Sequoia National Park--truthfully, the dream that brought me to California in the first place. It only makes sense that exploring it would be how I spent my first full day in the state.

I made sure that I got to the park on the earliest shuttle so that I could beat the heat and the crowds. It took about two hours from Visalia to get to the top of the mountains where the park was located. The temperature was perfect--about 55 in the morning, reaching 65 by noon--and I took advantage of it. I decided to hike from the Giant Forest Museum to General Sherman, which turned out to be 3 miles.

Normally, 3 miles wouldn't be much for me, but I was a little unprepared for the weakness that comes with high altitude and skipped meals. But it was a glorious hike; I only passed 6 people the entire time, so I was left alone with the giants and the surprisingly unafraid wildlife.

Trees are magnificent organisms, and every species on Earth (over 60,000 known) is unique and essential to ecosystems of all kinds. But sequoias are something else--they don't even seem like trees.

Obviously, their size is one reason why they appear so alien. By volume, they are the largest in the world, with the big boss of the park, General Sherman, at 275 feet tall, 25 feet in diameter, and a volume of 52,500 cubic feet. But there are a bunch of other weird facts about this species, too.

For example, they actually need fire to survive. The heat of the fire opens up their cones, allowing the tiny seeds to penetrate the ground. While the sequoias are fire-resistant (porous wood, without any sap or resin) and usually do fine with wildfires, the other plants and trees burn away, leaving the sequoia seeds to grow without competition. They also thrive in the ashy soil that the fires leave behind. The black scars on the trunks in these pictures are evidence of forest fires long ago.

They are also SUPER old. They aren't the absolute oldest in the world (some other pines take this title), but they typically live anywhere between 2,000-3,000 years. The President tree is estimated to be 3,200 years old. And scientists aren't sure if they actually ever stop growing! Most of the trees only die when they become so enormous and heavy that they fall over, with greater odds of doing so if the soil is too moist.

Another feature I found fascinating was the texture of the bark: soft, spongy, and not at all what I pictured.

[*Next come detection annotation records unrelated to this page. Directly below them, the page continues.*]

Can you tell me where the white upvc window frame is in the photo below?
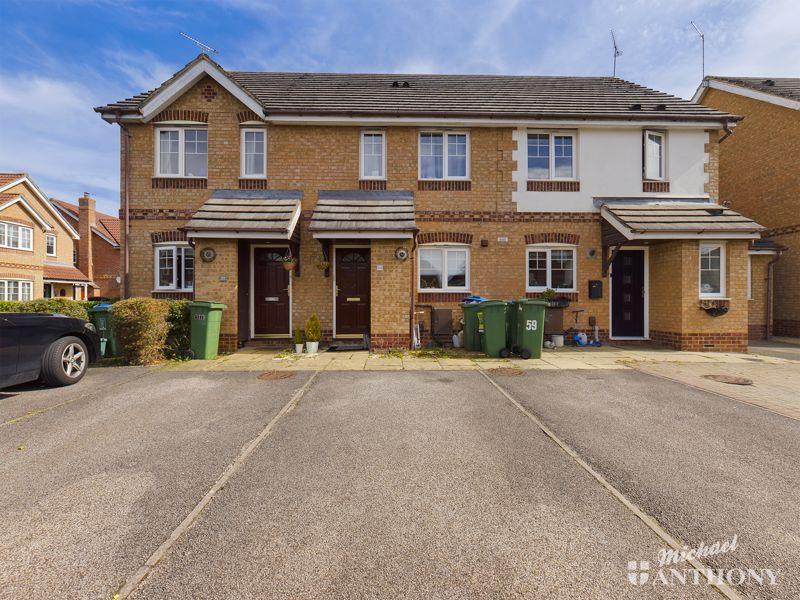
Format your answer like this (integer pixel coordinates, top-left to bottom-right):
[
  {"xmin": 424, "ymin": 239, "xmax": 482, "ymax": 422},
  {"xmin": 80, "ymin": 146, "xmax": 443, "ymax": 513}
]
[
  {"xmin": 154, "ymin": 126, "xmax": 208, "ymax": 179},
  {"xmin": 44, "ymin": 233, "xmax": 58, "ymax": 256},
  {"xmin": 642, "ymin": 129, "xmax": 667, "ymax": 181},
  {"xmin": 697, "ymin": 241, "xmax": 728, "ymax": 300},
  {"xmin": 0, "ymin": 277, "xmax": 33, "ymax": 302},
  {"xmin": 525, "ymin": 129, "xmax": 578, "ymax": 181},
  {"xmin": 239, "ymin": 127, "xmax": 268, "ymax": 179},
  {"xmin": 417, "ymin": 244, "xmax": 472, "ymax": 294},
  {"xmin": 153, "ymin": 242, "xmax": 197, "ymax": 292},
  {"xmin": 0, "ymin": 221, "xmax": 33, "ymax": 252},
  {"xmin": 358, "ymin": 129, "xmax": 386, "ymax": 181},
  {"xmin": 525, "ymin": 244, "xmax": 578, "ymax": 293},
  {"xmin": 417, "ymin": 129, "xmax": 472, "ymax": 181}
]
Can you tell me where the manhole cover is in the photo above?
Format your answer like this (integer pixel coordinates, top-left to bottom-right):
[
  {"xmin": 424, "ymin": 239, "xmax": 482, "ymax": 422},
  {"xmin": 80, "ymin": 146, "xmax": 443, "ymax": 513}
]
[
  {"xmin": 258, "ymin": 371, "xmax": 294, "ymax": 381},
  {"xmin": 703, "ymin": 375, "xmax": 753, "ymax": 385},
  {"xmin": 489, "ymin": 367, "xmax": 522, "ymax": 377}
]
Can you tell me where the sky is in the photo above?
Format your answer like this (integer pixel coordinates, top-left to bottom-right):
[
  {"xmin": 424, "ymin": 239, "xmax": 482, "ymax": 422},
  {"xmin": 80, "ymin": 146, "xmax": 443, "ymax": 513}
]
[{"xmin": 0, "ymin": 0, "xmax": 800, "ymax": 214}]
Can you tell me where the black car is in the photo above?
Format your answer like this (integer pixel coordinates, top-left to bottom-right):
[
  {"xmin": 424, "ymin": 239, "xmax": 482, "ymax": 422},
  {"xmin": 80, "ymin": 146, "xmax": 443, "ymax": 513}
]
[{"xmin": 0, "ymin": 313, "xmax": 100, "ymax": 388}]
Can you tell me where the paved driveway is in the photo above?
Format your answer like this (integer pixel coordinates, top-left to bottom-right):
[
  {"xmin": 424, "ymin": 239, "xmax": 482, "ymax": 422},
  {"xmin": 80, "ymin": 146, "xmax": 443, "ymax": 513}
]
[{"xmin": 0, "ymin": 370, "xmax": 800, "ymax": 599}]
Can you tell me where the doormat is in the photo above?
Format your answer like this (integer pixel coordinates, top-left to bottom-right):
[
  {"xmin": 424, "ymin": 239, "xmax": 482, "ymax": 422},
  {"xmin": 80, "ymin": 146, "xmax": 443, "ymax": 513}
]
[
  {"xmin": 258, "ymin": 371, "xmax": 294, "ymax": 381},
  {"xmin": 703, "ymin": 375, "xmax": 753, "ymax": 385}
]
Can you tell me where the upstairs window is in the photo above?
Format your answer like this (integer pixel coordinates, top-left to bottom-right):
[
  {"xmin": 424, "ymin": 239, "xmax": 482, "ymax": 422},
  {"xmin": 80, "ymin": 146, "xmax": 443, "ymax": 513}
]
[
  {"xmin": 644, "ymin": 131, "xmax": 666, "ymax": 181},
  {"xmin": 0, "ymin": 223, "xmax": 33, "ymax": 250},
  {"xmin": 155, "ymin": 245, "xmax": 194, "ymax": 292},
  {"xmin": 528, "ymin": 132, "xmax": 575, "ymax": 180},
  {"xmin": 156, "ymin": 127, "xmax": 208, "ymax": 177},
  {"xmin": 419, "ymin": 132, "xmax": 469, "ymax": 179},
  {"xmin": 361, "ymin": 131, "xmax": 386, "ymax": 179},
  {"xmin": 241, "ymin": 129, "xmax": 267, "ymax": 179},
  {"xmin": 45, "ymin": 233, "xmax": 56, "ymax": 256}
]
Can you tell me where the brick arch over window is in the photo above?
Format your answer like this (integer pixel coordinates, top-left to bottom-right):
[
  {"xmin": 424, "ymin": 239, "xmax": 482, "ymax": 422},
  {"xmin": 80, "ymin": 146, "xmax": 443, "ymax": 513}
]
[
  {"xmin": 150, "ymin": 229, "xmax": 186, "ymax": 244},
  {"xmin": 417, "ymin": 231, "xmax": 472, "ymax": 245},
  {"xmin": 525, "ymin": 232, "xmax": 581, "ymax": 246}
]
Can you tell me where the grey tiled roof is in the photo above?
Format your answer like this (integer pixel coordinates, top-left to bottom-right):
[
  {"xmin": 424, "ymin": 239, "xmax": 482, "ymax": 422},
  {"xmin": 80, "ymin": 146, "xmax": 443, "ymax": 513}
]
[
  {"xmin": 95, "ymin": 55, "xmax": 735, "ymax": 121},
  {"xmin": 708, "ymin": 75, "xmax": 800, "ymax": 102},
  {"xmin": 309, "ymin": 190, "xmax": 417, "ymax": 232}
]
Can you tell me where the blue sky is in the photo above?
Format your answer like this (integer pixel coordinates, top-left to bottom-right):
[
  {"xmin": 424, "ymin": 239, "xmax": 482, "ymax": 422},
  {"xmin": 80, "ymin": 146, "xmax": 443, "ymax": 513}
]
[{"xmin": 0, "ymin": 0, "xmax": 800, "ymax": 214}]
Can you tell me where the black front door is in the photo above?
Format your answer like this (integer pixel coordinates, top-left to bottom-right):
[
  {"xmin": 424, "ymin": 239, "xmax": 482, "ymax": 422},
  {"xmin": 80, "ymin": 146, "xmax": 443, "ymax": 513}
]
[{"xmin": 611, "ymin": 250, "xmax": 645, "ymax": 337}]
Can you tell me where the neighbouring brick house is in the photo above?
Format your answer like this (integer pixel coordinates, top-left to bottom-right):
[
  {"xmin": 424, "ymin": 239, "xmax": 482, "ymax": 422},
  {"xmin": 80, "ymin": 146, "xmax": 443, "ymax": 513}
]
[
  {"xmin": 0, "ymin": 173, "xmax": 92, "ymax": 300},
  {"xmin": 693, "ymin": 76, "xmax": 800, "ymax": 337},
  {"xmin": 95, "ymin": 54, "xmax": 762, "ymax": 350},
  {"xmin": 50, "ymin": 195, "xmax": 122, "ymax": 298}
]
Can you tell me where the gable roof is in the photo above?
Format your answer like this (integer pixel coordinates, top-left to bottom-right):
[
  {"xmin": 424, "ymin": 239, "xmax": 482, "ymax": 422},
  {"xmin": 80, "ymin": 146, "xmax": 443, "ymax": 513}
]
[
  {"xmin": 50, "ymin": 198, "xmax": 121, "ymax": 246},
  {"xmin": 692, "ymin": 75, "xmax": 800, "ymax": 110},
  {"xmin": 0, "ymin": 173, "xmax": 81, "ymax": 240},
  {"xmin": 95, "ymin": 54, "xmax": 738, "ymax": 122}
]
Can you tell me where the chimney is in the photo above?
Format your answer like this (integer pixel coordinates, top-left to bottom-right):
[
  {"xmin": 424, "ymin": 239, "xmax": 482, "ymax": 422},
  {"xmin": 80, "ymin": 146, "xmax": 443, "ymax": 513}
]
[{"xmin": 78, "ymin": 192, "xmax": 95, "ymax": 281}]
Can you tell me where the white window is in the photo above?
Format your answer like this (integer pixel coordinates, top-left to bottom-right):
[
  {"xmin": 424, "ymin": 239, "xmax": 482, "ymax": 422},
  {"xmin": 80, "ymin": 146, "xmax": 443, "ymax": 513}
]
[
  {"xmin": 528, "ymin": 132, "xmax": 576, "ymax": 180},
  {"xmin": 644, "ymin": 131, "xmax": 666, "ymax": 181},
  {"xmin": 525, "ymin": 246, "xmax": 578, "ymax": 292},
  {"xmin": 0, "ymin": 223, "xmax": 33, "ymax": 250},
  {"xmin": 419, "ymin": 246, "xmax": 469, "ymax": 292},
  {"xmin": 700, "ymin": 242, "xmax": 725, "ymax": 298},
  {"xmin": 241, "ymin": 129, "xmax": 267, "ymax": 179},
  {"xmin": 154, "ymin": 245, "xmax": 194, "ymax": 292},
  {"xmin": 156, "ymin": 127, "xmax": 208, "ymax": 177},
  {"xmin": 361, "ymin": 131, "xmax": 386, "ymax": 179},
  {"xmin": 419, "ymin": 131, "xmax": 469, "ymax": 179},
  {"xmin": 44, "ymin": 233, "xmax": 56, "ymax": 256},
  {"xmin": 0, "ymin": 279, "xmax": 33, "ymax": 300}
]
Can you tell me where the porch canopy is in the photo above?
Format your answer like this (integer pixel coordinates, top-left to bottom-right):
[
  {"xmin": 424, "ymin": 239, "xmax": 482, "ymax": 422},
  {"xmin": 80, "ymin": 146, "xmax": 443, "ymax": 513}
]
[
  {"xmin": 184, "ymin": 190, "xmax": 303, "ymax": 240},
  {"xmin": 309, "ymin": 190, "xmax": 417, "ymax": 240}
]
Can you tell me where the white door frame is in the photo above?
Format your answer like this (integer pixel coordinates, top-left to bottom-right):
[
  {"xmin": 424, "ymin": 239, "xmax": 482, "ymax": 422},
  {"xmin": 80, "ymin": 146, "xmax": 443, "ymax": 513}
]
[
  {"xmin": 250, "ymin": 244, "xmax": 293, "ymax": 340},
  {"xmin": 331, "ymin": 244, "xmax": 372, "ymax": 339},
  {"xmin": 608, "ymin": 246, "xmax": 650, "ymax": 340}
]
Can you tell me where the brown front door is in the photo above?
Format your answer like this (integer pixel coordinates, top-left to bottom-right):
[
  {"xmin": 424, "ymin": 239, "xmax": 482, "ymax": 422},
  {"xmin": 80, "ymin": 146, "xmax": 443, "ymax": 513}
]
[
  {"xmin": 253, "ymin": 248, "xmax": 290, "ymax": 336},
  {"xmin": 336, "ymin": 248, "xmax": 370, "ymax": 335}
]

I found some slivers of wood on the ground with some strands feathering and fraying, almost like hair. This stuff is sometimes two feet thick, and, despite its flimsy appearance, it works well to protect the core.

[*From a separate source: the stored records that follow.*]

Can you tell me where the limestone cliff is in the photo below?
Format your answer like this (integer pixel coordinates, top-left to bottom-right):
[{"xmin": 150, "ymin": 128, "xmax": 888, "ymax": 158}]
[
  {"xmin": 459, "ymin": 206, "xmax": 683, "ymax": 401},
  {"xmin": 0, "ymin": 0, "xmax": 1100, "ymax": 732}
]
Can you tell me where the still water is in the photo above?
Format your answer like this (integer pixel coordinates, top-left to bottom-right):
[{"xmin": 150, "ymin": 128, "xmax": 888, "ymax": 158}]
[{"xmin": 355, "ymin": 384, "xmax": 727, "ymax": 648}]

Unlike most trees, sequoias don't taper off or become narrower near the top, either. Their trunks remain pretty much the same width from base to canopy, a trait which also contributes to their out-of-this-world phenotype.

To say I felt insignificant walking among these giants is an understatement.

I want to keep these posts brief, but I do have to say that my experience in Sequoia National Park filled my heart with immense joy. I'm so, so happy to have embarked on this trip, and I can't wait for what's in store for me next. And thank you for all the warm feedback so far, it means so much!